How many times have you had to cancel or alter a trip in order to coordinate with shuttle times? Or used several different sources of public transportation just to go home, or visit another college? It’s the one hassle of being a Quinnipiac student, especially as a freshman who is prohibited from owning a car on campus.

Freshman biology/pre-med major Erin Reid, had to take a Health Service provided car service at a specified time in order to get the proper medication from Walgreen’s, because the shuttle does not go there. She was forced to sit around and wait for the time, and be at the assigned station, and work at the pace of the driver and other students who needed medication.

“One of the girls neglected to bring her insurance cards, so the whole group of us were forced to wait for one girl’s card to be faxed to the pharmacy.

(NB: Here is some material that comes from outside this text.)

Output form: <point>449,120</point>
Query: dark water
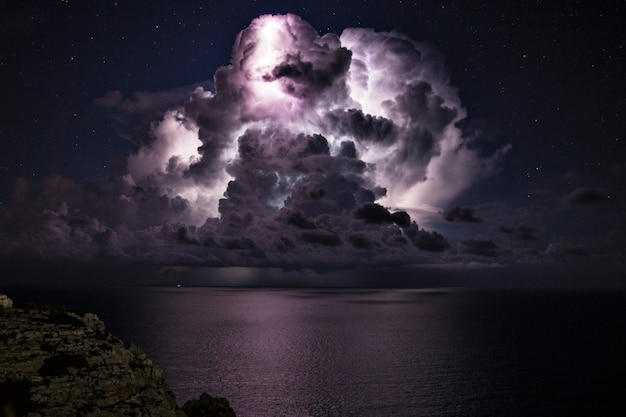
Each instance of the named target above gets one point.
<point>311,352</point>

I would have rather gone on my own time, therefore avoiding having to wait for other people,” Reid said.

So what would be a solution to this car issue? There is clearly not enough room or facilities for every student to have their own car, especially when it isn’t entirely necessary most hours out of the day. Not to mention that cars are expensive, and would cause further pollution on campus, as well as cost the owner money in gas expenses. Nearby, Yale University may have the answers.

Yale students now have access to zipcar.com, in addition to Hertz, Enterprise and Avis car rental services. There are major differences that are making it easier for these students to have car access. For one, online rentals are more efficient. Students can rent the car straight from their dorm rooms. Also, zipcar.com is willing to provide service to students ages 18 and older, as long as their driving records are clean. Most other companies will only aid 21 year olds.

According to an article in the New Haven Register, these cars are available 24 hours a day, for $8.50 an hour or $65 for the day. The cars include Toyota and Mazda models that are carbon efficient as part of the “green” mission of the website.

Other students also saw the need for for a service similar to Yale’s. Freshman Stefanie Colonnelli complains, “My boyfriend goes to UConn, which is only about 45 minutes driving from campus. However, in order for me to get there using public transportation, it took me six hours, between delays and varied times. Having a car would make it so much easier.”

This is not the only incident of inconvenience. Students traveling home, especially for the recent three-day Yom Kippur weekend, have to get shuttles to Union Station, and from there head home, or transfer in New York City, Boston, or Hartford where they may have to wait for an hour.

Car rentals would provide extra convenience, but unfortunately Assistant Chief for Parking and Transport Ron Colavolpe confirmed doubts about the rental system being brought to Quinnipiac.

While he admits it would be “a good thing for some students who don’t have a car,” he feels that Quinnipiac does not have the facilities to park the cars, or do maintenance on them. He also is hesitant about the negative uses to which the cars could be used, and would “rather have [the students] using the shuttle.”

While it would make trips home, visits and even supermarket runs much more efficient and time-convenient, it seems the Quinnipiac is simply not ready to support such a system.